Britain has acknowledged that securing a Free Trade Agreement with India will not be its immediate priority as it prepares to leave the EU, as it focuses on other “first tier” countries with which it would be easier to do deals with.

Instead, Britain would initially focus on tackling existing barriers to trade, the Foreign and Common Wealth Office’s Minister for Asia Mark Field, and the Head of the South Asia Department Fergus Auld told MPs on the House of Commons Foreign Affairs Committee, during an evidence session on Tuesday afternoon as part of an inquiry by the committee into the government’s efforts to build a “global Britain” in the wake of Brexit.
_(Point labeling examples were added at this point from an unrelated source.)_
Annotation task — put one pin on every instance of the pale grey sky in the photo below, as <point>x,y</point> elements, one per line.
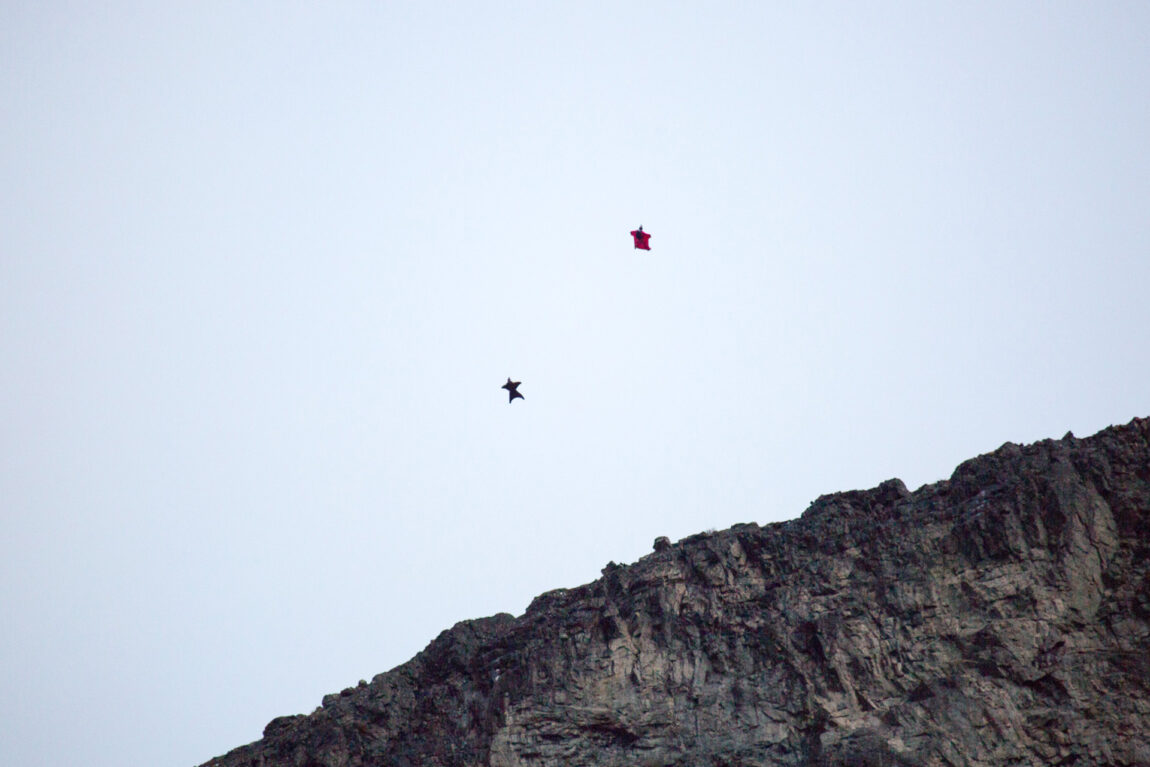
<point>265,266</point>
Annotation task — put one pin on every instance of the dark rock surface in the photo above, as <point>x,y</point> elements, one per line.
<point>998,618</point>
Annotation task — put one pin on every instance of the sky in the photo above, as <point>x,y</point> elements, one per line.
<point>265,266</point>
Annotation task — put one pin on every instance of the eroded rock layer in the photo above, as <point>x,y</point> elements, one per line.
<point>998,618</point>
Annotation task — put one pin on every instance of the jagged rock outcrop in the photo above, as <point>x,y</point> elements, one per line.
<point>998,618</point>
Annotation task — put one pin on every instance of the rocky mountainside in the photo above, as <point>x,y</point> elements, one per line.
<point>998,618</point>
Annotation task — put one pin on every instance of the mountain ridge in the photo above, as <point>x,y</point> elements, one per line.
<point>1001,616</point>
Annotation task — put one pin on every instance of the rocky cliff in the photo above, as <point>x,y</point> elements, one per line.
<point>998,618</point>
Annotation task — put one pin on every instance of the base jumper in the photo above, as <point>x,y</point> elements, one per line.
<point>641,239</point>
<point>512,388</point>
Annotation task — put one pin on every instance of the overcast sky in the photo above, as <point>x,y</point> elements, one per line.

Referring to the Department of International Trade’s approach to securing post-Brexit trade deals, Auld said that the department would first focus on securing FTAs that were “relatively simple,” to strike and “where there was clear mutual advantage”.

“I think with India the DIT are looking first at how to deal with other barriers to trade,” and that this would build towards a future trading relationship, rather than going straight for an FTA, Auld told the committee. He pointed to the lengthy and as yet to be successful negotiations between the EU and India when it came to securing an FTA to show the complexities that would be involved. “It’s no reflection of a lack of importance for India and the economic and trade relationship. It is about sequencing and where to start,” he said.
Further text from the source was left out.